29 Eylül 2012 Cumartesi

Farkındalık

Yazıma kendimi kabul ederek başlıyorum. Şu an buluduğum yeri kabul ediyorum, gün geçtikçe geliştiğimi kabul ediyorum. Yüce Allah’ın da yardımıyla daha nice öğreneceğim şeyler olduğunu kabul ediyorum. Hiçbir zaman çok şey bildiğimi iddia etmiyorum.Yazılarım inanç sahiplerine yönelik olacak,bu konu hariç seviyeli olması koşuluyla eleştirilerinizi de sevgiyle kabul ediyorum,benim için değerli olduğunuzu bilmenizi istiyorum. Farkındalığa 0’dan başladığımızı varsayarak gayet basit bir şekilde anlatmaya çalışacağım.Faydalı olmak dileğiyle.
Lethe ( Ezgi Tetik)

1. Sahte Dünya ve Rollerimiz

Doğduğunuz günü düşünün. Bir çocuk dünyaya tamamen saflıkla gelir, o temizdir. Cennetin kokusuyla gelir. Tamamen özgürdür. Dünyaya uyum sağlamaya çalışır. Büyüdükçe çevreye olan duyarlılığı artar,olağanüstü bir şekilde doğaya ve hayvanlara hayrandır. Etrafını hayranlıkla izler. Çocuklarda farkındalık en yüksek seviyededir. En küçük ayrıntıları farkederler,meraklıdırlar sorular sorarlar. 

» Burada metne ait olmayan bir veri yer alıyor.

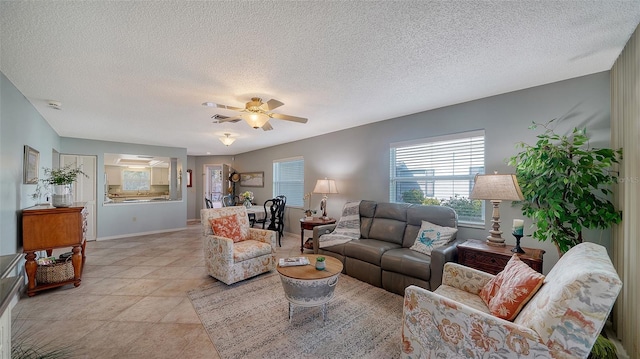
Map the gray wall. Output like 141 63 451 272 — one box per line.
60 137 187 240
0 72 187 254
5 68 610 272
0 72 60 254
222 72 610 273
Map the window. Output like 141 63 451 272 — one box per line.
273 157 304 207
389 131 484 224
122 169 151 191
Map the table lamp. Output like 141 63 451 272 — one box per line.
469 173 524 247
313 177 338 219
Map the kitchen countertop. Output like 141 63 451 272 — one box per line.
105 194 171 203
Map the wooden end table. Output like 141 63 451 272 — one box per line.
300 217 336 253
457 239 545 275
276 254 342 321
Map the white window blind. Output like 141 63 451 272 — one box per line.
389 130 484 224
273 157 304 207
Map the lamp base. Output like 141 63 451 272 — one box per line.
511 233 525 254
487 236 506 247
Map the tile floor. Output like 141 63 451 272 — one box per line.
11 223 308 359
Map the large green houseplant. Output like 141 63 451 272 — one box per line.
509 120 622 255
33 165 89 207
509 120 622 359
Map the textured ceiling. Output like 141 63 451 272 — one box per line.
0 1 640 155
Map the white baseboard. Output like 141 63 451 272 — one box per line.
96 227 187 241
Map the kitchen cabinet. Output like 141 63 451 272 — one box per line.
151 167 169 186
104 166 122 186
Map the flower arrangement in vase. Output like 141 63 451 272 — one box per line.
33 164 89 207
302 192 316 219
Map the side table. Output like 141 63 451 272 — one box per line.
457 239 545 275
300 217 336 253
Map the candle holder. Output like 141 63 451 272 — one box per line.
511 232 525 254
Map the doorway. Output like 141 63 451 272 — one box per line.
202 165 226 208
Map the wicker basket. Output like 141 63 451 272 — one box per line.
36 259 74 284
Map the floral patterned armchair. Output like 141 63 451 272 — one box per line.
200 206 276 284
401 243 622 359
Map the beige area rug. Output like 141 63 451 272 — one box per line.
188 273 403 359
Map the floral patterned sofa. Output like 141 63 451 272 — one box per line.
401 243 622 358
200 206 276 284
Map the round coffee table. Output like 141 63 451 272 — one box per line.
277 254 342 321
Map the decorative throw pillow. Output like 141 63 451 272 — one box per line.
479 254 544 321
209 214 244 242
410 221 458 255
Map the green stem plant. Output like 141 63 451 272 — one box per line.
508 120 622 255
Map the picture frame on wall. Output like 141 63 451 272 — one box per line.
22 145 40 184
240 172 264 187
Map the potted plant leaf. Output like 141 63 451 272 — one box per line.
509 120 622 255
40 164 89 207
509 120 622 358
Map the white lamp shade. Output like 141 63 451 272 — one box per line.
240 112 269 129
469 174 524 201
313 178 338 194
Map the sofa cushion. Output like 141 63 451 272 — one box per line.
479 254 544 320
380 248 431 281
233 239 272 263
360 200 378 238
344 239 400 266
209 215 244 242
402 205 458 248
409 221 458 255
433 285 491 314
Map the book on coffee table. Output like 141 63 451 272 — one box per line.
278 257 311 267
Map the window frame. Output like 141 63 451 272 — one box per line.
272 156 304 208
389 130 486 226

Fakat daha sonra ne olur? 

Kalıplar dayatılır çocuğa. Burda yazacaklarım belki bazılarınızı kızdıracak ama, en büyük kalıp anne ve babanın haklı olduğu,çocuğun onların dediğini yapmak durumunda bulunması kalıbıdır. Aslında herkes kendine göre haklıdır. Burda anne ve babanın amacı çocuğu korumak bile olsa onun isteklerini,kendi olmasını engellemeden sadece basit yönlendirmelerle olmalıdır. Çocuğun kendi başına bir birey olduğu unutulmamalıdır, Anne baba ve çocuk, hepsi birbirine eşittir. Ne Baba üstündür Anneden, ne de Anne ve baba çocuktan üstündür.

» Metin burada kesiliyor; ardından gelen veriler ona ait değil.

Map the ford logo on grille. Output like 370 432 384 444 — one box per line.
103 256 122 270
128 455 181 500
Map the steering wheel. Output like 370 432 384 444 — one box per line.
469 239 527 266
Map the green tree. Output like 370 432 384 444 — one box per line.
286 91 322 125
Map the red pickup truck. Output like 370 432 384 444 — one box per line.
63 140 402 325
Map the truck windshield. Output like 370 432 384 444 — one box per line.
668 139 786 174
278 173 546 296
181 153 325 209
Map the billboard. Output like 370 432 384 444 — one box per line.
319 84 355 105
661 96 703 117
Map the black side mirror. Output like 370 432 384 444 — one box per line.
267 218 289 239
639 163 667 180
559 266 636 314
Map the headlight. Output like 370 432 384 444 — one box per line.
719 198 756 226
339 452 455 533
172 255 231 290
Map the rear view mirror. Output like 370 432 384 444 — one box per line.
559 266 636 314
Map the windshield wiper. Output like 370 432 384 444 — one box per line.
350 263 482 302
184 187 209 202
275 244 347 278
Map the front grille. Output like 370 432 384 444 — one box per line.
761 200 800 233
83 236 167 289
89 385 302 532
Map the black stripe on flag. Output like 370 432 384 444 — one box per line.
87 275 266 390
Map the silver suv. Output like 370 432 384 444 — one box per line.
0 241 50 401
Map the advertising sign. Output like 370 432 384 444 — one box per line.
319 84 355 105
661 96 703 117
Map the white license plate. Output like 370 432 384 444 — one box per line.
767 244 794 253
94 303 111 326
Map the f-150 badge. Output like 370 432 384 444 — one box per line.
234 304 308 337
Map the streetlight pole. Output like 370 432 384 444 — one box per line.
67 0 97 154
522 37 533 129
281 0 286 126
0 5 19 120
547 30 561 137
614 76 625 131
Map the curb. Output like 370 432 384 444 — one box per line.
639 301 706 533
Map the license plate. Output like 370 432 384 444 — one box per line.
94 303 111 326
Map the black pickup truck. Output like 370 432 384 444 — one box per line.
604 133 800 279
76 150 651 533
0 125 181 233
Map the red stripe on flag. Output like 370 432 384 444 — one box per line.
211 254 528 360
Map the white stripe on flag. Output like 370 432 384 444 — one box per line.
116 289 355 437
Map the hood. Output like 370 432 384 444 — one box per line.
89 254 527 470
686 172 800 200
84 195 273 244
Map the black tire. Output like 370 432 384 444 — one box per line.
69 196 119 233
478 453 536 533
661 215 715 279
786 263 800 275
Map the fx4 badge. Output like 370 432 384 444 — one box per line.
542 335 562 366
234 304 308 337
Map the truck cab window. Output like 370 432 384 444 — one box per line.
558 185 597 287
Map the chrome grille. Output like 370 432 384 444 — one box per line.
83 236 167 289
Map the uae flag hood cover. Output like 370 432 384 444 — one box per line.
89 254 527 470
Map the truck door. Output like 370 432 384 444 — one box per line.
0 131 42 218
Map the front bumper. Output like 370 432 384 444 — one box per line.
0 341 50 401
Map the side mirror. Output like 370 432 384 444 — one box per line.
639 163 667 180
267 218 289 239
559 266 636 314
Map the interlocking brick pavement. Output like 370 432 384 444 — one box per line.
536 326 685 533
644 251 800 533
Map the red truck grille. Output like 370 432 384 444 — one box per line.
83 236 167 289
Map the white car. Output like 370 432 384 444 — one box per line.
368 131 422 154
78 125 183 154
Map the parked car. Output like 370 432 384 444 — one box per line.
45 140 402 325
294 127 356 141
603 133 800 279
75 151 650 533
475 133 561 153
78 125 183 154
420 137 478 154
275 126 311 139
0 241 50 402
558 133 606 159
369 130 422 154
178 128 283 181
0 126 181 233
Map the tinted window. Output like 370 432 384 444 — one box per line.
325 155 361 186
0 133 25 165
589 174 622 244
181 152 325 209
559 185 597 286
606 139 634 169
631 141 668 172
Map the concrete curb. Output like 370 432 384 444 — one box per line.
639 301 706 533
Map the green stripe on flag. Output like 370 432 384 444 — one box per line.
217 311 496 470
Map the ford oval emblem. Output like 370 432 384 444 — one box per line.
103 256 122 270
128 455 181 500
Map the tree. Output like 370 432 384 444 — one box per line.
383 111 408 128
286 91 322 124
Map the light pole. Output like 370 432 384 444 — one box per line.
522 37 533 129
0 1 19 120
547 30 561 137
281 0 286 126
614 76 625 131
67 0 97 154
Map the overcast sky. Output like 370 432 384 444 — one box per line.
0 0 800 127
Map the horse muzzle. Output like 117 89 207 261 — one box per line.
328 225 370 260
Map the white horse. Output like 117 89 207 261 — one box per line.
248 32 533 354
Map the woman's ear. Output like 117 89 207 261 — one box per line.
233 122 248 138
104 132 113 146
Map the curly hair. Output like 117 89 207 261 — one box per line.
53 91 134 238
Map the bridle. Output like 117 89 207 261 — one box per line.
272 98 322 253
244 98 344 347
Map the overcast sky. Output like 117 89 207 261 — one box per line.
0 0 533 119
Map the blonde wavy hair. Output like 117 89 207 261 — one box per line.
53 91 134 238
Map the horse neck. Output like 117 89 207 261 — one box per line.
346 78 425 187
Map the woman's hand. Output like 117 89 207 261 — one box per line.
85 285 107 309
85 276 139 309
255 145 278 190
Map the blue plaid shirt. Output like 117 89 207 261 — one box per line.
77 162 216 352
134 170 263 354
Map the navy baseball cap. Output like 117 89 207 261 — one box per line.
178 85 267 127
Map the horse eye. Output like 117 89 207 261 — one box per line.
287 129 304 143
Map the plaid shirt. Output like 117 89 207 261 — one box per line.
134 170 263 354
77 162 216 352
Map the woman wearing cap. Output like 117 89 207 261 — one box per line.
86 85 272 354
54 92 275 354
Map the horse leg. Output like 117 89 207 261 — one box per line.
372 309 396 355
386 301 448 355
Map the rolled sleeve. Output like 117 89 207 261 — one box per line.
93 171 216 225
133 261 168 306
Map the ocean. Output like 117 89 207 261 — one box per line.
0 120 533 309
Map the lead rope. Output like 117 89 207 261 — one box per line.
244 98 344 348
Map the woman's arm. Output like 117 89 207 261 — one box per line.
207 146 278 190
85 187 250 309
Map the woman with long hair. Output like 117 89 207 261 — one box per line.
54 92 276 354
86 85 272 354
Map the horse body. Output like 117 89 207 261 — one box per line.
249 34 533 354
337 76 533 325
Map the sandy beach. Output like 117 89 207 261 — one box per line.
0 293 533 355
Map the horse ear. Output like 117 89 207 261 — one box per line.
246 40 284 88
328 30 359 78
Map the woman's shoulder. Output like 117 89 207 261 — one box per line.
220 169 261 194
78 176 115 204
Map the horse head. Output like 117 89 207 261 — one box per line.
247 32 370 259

Burda değinmemiz gereken bir noktada kuşkusuz anne ve babanın deneyimlerinden çocuğun faydalanmasını istemeleridir. Fakat böyle bir şey mümkün değildir, herkes kendi deneyimlemeden öğrenemez. Verilen basit bir örnek vardır, sobanın sıcak olduğunu dokunmaması gerektiğini ne kadar da söyleseniz çocuk o sobaya dokunur, hatta sizin onu uyarmanız onda merak uyandırır. Eli yandıktan sonra bir daha sobaya yaklaşmaz bile.

Çocukta kurulan baskılara örnek vermek gerekirse; acıkmayan çocuğa yemek yedirmeye çalışmak veya doydum dedikten sonra tabağını bitirmesine zorlamak. Yada içinden koşup zıplamak gelen çocuğu çevredekiler rahatsız olmasın diye engellemeye çalışmak. Bunlar sadece birkaç basit örnek. Böyle böyle çocuk kendi istediği gibi değil ebeveynlerinin istediği gibi yaşamaya başlar. 
Daha sonra toplumsal kimlikler oturtulur çocuğa, ‘’öğrenci’’ olur bu sefer dinlemesi gereken bir öğretmen vardır,uyması gereken okul kuralları vardır. Öğretmenin dediği doğrudur. Daha sonra başka kalıplar girer araya Türksün,Müslümansın vb. Toplumun ahlak kurallarına uyması gerekir. Tüm bunların neticesinde birey bunlara uymazsa toplumdan dışlanacağını düşünür, ve bunları kabullenmeye başlar. Hatta genellikle çoğu insan sorgulamadan direk bu oyunun kurallarına uyar.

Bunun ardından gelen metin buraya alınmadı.